I sent in a response to the National Society of Professional Engineers (NSPE) on behalf of the Board of Directors of the Mississippi Engineering Society today opposing the proposed NCEES Model Law. Actually, we are not opposed to the model law itself, only to the part that would require some 30 hours of additional education beyond the BS degree to become licensed as a professional engineer.
My primary objection to the proposal is that the entire process is being driven by civil engineers. I remember a few years ago when this movement first got started, the talk was to require a Master’s degree for licensure. After some objections that was changed to only 30 semester hours–essentially a Master’s degree only without the research and thesis. This entire process has been proposed by the American Society of Civil Engineers and the other professional and technical societies have only talked about it as a result of the ASCE proposal, and that talk has been scarce. As far as I can tell, no other organization is pushing for such a requirement.
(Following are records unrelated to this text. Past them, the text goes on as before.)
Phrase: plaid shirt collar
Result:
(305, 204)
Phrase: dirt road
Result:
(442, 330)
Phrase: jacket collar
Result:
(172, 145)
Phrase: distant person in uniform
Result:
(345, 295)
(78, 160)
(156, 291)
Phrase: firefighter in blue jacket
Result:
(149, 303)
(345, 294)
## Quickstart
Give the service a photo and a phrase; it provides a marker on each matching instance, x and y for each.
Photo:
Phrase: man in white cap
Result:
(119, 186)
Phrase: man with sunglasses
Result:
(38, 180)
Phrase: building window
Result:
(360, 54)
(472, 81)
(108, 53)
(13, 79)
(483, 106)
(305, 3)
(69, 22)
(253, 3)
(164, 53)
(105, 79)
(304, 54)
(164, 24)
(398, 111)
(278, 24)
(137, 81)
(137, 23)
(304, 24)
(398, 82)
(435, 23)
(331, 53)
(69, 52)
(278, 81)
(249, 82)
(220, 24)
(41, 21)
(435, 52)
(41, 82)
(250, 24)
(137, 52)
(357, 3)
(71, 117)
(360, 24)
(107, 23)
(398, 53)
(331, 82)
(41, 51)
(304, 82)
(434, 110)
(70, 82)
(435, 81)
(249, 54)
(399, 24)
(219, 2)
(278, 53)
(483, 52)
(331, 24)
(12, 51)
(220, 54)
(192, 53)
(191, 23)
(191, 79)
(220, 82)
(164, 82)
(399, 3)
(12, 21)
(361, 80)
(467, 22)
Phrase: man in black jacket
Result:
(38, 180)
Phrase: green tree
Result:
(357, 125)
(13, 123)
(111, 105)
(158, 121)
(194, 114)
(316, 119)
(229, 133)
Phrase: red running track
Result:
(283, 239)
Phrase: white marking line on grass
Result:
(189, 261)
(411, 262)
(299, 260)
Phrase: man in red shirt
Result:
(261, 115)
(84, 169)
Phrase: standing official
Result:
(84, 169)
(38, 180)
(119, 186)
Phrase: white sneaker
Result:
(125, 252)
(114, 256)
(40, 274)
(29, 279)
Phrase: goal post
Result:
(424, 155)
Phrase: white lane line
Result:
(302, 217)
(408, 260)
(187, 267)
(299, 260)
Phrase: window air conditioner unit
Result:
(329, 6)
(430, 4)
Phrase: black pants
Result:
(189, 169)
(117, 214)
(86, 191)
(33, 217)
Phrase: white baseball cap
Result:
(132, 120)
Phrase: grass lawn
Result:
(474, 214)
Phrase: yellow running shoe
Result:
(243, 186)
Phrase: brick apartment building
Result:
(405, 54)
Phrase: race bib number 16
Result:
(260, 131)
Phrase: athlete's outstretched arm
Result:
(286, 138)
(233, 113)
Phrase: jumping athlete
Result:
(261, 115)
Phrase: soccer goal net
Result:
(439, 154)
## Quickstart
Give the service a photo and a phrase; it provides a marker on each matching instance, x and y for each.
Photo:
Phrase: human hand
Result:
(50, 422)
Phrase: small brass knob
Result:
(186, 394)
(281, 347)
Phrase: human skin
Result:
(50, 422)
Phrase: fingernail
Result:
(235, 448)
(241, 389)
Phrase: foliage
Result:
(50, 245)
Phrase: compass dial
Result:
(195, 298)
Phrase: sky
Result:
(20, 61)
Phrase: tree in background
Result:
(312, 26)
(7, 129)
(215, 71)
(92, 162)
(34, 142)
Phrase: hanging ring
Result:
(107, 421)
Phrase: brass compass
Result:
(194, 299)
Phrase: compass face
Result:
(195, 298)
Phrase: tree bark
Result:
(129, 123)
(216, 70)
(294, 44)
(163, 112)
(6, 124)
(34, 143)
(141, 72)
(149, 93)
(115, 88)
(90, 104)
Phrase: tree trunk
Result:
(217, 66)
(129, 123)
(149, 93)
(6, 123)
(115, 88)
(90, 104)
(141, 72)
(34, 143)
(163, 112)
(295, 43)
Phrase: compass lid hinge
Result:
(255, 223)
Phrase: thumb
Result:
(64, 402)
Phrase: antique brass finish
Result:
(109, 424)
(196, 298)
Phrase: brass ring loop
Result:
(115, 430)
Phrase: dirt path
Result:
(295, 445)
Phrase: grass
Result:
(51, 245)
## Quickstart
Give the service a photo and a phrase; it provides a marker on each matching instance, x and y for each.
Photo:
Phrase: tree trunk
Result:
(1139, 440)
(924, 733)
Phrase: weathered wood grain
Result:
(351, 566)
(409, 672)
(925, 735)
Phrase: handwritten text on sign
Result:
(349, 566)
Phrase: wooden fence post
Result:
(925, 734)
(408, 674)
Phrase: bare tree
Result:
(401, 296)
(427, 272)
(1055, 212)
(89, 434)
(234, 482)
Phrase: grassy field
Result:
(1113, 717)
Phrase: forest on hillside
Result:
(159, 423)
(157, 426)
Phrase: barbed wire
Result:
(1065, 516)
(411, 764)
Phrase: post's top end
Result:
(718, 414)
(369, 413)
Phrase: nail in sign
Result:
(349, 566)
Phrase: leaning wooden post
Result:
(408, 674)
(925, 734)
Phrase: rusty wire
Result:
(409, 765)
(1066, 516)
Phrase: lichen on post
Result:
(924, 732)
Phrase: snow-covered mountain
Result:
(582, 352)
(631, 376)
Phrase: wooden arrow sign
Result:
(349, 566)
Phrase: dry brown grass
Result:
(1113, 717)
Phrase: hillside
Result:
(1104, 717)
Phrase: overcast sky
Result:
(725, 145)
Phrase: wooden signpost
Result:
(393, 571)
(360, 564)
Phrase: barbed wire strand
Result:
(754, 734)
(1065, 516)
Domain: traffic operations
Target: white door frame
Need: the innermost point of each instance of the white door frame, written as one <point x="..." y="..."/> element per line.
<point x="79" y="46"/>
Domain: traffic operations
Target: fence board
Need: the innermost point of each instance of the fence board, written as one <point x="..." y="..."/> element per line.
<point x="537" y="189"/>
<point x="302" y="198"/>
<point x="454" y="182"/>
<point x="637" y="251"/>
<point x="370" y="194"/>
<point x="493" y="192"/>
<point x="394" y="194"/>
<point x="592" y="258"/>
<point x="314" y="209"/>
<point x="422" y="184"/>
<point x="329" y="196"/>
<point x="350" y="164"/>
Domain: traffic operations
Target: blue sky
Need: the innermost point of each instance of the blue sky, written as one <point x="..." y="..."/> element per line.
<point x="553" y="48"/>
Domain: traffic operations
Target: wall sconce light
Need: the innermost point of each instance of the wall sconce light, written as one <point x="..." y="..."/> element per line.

My objections to the proposed law are the detrimental effects I think it would have on the professional licensing of engineers. Currently (and regrettably) engineering graduates can work in industry without a PE license; therefore not all graduates pursue licensing. I do encourage licensing but it is oftentimes a tough sell. The exams are not easy, they are not cheap, and the FE Exam is given on Saturday! After four years of experience the engineer is rewarded with the opportunity to take another eight hour exam. If an additional 30 hours of coursework were to be required, the number of engineers pursuing licensure would drop even more.
Now, I’m not proposing that we have lower standards just to get people to participate. On the contrary, I believe we should have high standards; I believe all engineers should be licensed. I simply do not see the need for the requirement of additional education hours. If this additional education is essential to the successful practice of engineering then why are the other engineering organizations not jumping on the band wagon with ASCE? If licensed engineers are lacking in requisite skills, then where are the engineering failures? Why is the public not screaming for reform?
The ultimate solution, I believe, is a re-engineering of civil engineering. Currently the expectations are that civil engineers know something about everything. If a civil engineer wants to design bridges, he or she will still have to learn a little bit about wastewater treatment. If they want to practice environmental engineering then they will need to learn a little something about transportation too. It has always been this way, but does that mean it needs to continue to be that way? I think not.
We live in a different world now than we did even a decade or two ago. Engineers work in teams; the lone practitioner is going away or focusing their practice to a narrow area. Perhaps it is time to break civil engineering into different engineering fields. We could start with environmental engineering–move it out of civil engineering proper, allowing civil engineers to focus on roads, bridges, structures and transportation. Wastewater treatment, water treatment, storm water run-off, etc. could fall under environmental engineering and we could even add pollution prevention, air pollution control, maybe even noise pollution.
It may sound like a radical idea, but is that not exactly what has happened over the last century with other engineering disciplines? Was aerospace engineering, now a separate discipline, not at one time part of mechanical engineering? Was chemical engineering even not part of mechanical engineering? Each of those is now a separate discipline because the information needed to know in order successfully practice each branch grew to the point that it was too much for one person to learn and still be good at it all. An option would have been to keep it all together and require several hundred hours of credit to earn a mechanical engineering degree, but would that solve anything? Does someone designing a machine need to be competent in the design of a chemical reactor or aircraft controls?
Civil engineering needs to change, and the change will be difficult, but it needs to happen. The proposed model law will not solve the problem, if indeed there even is a problem. What it will do, if adopted, is reduce the number of engineers who pursue licensing, and that is bad not just for civil engineering, but for all branches of engineering, and the public will suffer the most.